What Is Your Rate, revisited


Simultaneous interpreter

The whatisyourrate question is a noob trap, for the only meaningful answer is “I’ll know it when I see it.” However, with proper jiu-jitsu the come-on can be given useful meaning and turned to your advantage.

The true answer for a countable word processor file assumes I can do X words per day with a probability P of mine being the best bid. If X is over 3000 words and P exceeds 0.5 (even money), the job is worth bidding on even if a middleman is involved.  To know these things I have to see the material, but trappers who want translators at a disadvantage seek to exploit an information asymmetry.

First we have the “standard of value” approach, which takes “what is my rate” and adds “compared to what I normally do.” I normally do oil and mining contracts and bidding documents and agribusiness reports. So if a middleman wants an unseen something that’s different I can answer “twenty percent over the standard market rate for an oil RFP.” THEY have to either know that the market rate is–that’s the middleman’s job–or produce the document. Either way, no time is wasted. No middleman can hire you for stuff you’re not good at and then sell it at a profit. This goes back to the probability of a sale. If that is a bad bet, then why bother bidding?

The “just sign here and we’ll get started” approach is also easy to dribble. People send me all kinds of unenforceable, unsigned drivel. The unsigned stuff goes in the trash. Until a document gets two signatures on it it is worthless. Getting only you to sign something makes it not binding on them. But they can sign at a later date to make it binding on you if convenient.  Much of what I see looks like it ought to be illegal under antitrust laws. Criticizing is a waste of time, so I routinely send them my signed NDA which they can return with their signature (which makes two), along with the document needing a bid.
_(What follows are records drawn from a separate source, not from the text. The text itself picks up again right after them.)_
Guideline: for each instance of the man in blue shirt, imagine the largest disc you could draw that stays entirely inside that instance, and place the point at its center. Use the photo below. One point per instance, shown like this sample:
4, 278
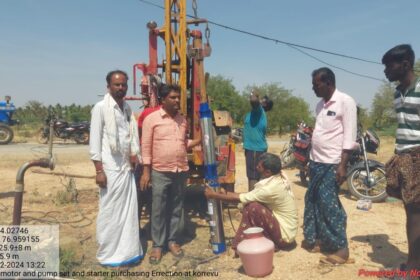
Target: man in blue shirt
255, 144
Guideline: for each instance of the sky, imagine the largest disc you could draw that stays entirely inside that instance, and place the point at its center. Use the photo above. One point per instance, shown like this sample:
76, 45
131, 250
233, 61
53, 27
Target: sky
59, 51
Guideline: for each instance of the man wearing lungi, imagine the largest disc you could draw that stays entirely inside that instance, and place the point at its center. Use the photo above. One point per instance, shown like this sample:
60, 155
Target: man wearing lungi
114, 149
403, 170
333, 140
271, 205
254, 137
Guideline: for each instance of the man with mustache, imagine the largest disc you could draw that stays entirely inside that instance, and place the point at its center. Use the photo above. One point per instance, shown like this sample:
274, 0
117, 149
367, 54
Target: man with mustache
165, 165
114, 149
333, 140
403, 170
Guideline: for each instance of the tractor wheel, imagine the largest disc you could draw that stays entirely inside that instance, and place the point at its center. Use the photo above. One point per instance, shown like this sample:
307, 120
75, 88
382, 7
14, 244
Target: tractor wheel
6, 134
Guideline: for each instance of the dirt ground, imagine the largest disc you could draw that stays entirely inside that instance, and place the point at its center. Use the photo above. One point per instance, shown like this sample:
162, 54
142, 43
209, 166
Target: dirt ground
376, 238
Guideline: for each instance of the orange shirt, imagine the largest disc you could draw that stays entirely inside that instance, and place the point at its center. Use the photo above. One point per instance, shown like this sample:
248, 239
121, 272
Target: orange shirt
164, 142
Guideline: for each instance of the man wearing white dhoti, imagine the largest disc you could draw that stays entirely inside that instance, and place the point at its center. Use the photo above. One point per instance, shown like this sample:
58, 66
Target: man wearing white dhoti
114, 148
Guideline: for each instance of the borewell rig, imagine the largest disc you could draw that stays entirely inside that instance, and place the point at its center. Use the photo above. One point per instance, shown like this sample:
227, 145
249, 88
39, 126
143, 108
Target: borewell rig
212, 163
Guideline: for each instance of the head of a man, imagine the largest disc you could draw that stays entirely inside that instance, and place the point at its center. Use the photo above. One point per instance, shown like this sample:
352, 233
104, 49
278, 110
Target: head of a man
117, 84
398, 61
268, 165
323, 83
254, 99
170, 97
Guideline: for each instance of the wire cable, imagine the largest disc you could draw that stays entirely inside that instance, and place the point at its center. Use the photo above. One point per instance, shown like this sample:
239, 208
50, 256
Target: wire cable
294, 46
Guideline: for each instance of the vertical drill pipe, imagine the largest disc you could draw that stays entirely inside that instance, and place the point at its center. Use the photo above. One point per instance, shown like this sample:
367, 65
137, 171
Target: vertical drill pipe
17, 207
214, 205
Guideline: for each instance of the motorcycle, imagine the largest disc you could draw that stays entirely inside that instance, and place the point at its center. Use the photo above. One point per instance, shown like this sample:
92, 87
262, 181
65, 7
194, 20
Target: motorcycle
365, 177
78, 132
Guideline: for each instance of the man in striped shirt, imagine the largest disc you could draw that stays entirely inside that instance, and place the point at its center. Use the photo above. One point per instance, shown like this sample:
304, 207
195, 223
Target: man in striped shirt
399, 63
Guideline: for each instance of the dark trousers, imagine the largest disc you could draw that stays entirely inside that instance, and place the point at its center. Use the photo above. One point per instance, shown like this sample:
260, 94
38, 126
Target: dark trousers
413, 236
167, 206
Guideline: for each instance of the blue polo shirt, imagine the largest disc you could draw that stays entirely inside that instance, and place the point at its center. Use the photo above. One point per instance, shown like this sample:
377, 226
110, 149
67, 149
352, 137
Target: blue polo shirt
255, 128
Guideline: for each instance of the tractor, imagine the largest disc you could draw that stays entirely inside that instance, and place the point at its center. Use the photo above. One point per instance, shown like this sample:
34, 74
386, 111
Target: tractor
6, 113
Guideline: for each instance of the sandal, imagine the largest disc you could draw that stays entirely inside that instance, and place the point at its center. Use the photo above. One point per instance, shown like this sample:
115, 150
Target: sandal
155, 256
311, 248
335, 260
176, 250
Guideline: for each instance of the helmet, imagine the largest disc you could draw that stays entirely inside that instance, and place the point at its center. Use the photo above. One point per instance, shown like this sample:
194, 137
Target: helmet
372, 141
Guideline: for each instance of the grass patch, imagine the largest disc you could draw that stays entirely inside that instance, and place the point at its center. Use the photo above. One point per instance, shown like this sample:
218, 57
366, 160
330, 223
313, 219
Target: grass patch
67, 260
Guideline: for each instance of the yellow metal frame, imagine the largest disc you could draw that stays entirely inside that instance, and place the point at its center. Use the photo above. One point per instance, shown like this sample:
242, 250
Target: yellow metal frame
175, 34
As a construction contractor I developed bidding spreadsheets. Anonymous contractors kept calling for guesstimates and never hired me. It dawned on me that I was doing their work for free, so I started asking for the job address. Those WIYR calls ceased immediately, freeing my time to deal with real clients. The lesson applies to translation. Fully half the calls from “Fred” or “Ana” are calls from wannabee translators pretending to be agencies so they can learn what the market will bear.